On many occasions in Ibn Nuh's DiqDuq, a variety of different opinions are cited [O for an example] The proponents are always left anonymous [no footnotes!] Very frequently he presents divergent opinions without asserting any preference of his own. The issue as to why a word has one form rather than another is sometimes referred to by the term mas'ala ('question', pl masa'il) ... His method was to attempt to reach the truth by exploring many possible paths.To reach the truth - and many paths - it sounds like those who read many translations to see what might be happening.
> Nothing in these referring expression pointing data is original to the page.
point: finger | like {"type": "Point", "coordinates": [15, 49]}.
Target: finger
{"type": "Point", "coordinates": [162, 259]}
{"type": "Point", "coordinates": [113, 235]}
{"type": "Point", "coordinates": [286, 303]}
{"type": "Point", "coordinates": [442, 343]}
O for just one example of what he is referring to.
And this also intriguing thought: - Saadya apparently divided "the letters of the Hebrew alphabet into eleven base letters which occur only as root letters, and eleven servile letters, i.e letters that, in the formation of words, are attached to the fundamental root letters." How can you make a statement like this and leave out the obvious - which letters did he put in which list? Clearly vav the connector is in the second list. Aleph and Yod perhaps also - but the thesis is only a throw-away line and there is no reference given. There are a number of other throw-away lines that sound promising - but these are bones without meat.